S'ils soutiennent très largement le mouvement social (73%), les 15-25 ans sont en revanche très partagés sur la mobilisation de leurs «congénères» (47% approuvent, 48% désapprouvent), comme sur la grève dans les transports (48% contre 45%) et sont majoritairement hostiles au blocage des raffineries (43% contre 51%).

Enfin les seniors, âgés de plus de 65 ans, sont très partagés sur le soutien global au mouvement social (49% contre 50%) et hostiles dans toutes ses dimensions: 62% désapprouvent la mobilisation des étudiants comme les grèves dans les transports et 65% le blocage des raffineries.

Mais face à une mobilisation et à une opposition aussi marquées de la part de la population active du pays («ceux qui se lèvent tôt»), le gouvernement va devoir être particulièrement inspiré pour redorer son image. Un simple travail de pédagogie serait non seulement bien tardif mais aussi sans doute insuffisant pour faire bouger les lignes en matière d'opinion. Cela permettrait a minima de conforter la position du gouvernement auprès de l'électorat de droite.

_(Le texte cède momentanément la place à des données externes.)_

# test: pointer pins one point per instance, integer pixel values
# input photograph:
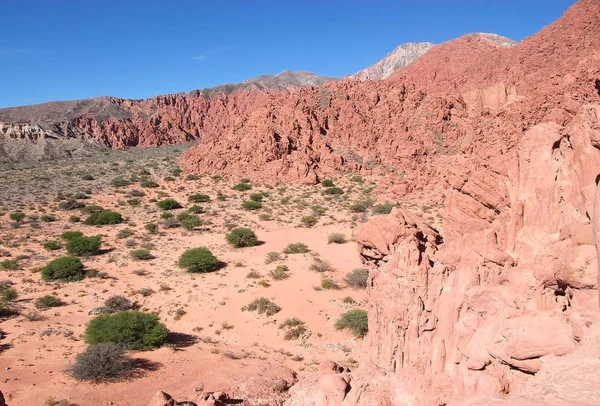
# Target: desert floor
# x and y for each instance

Reste à savoir si un remaniement gouvernemental, un virage «plus social» et une exposition internationale accrue du président suffiront à combler ce fossé d'ici à 2012. 

 

Parole d'expert

 

Céline Bracq, directrice adjointe de BVA Opinion

 

«Les Français sont favorables au principe d'une réforme des retraites, mais pas à celle du gouvernement et notamment du passage à 62 ans et surtout à 67 ans. Les Français attribuent finalement la responsabilité des blocages et des dérapages à Nicolas Sarkozy plus qu'aux manifestants. En fait, il s'agit d'un désaccord profond avec la politique économique et le bilan général de Sarkozy, basé sur un sentiment d'injustice, une notion qui ressort beaucoup de nos études. C'est un défi à relever par le gouvernement, d'autant que l'opposition la plus résolue à sa réforme se trouve parmi la population active du pays.»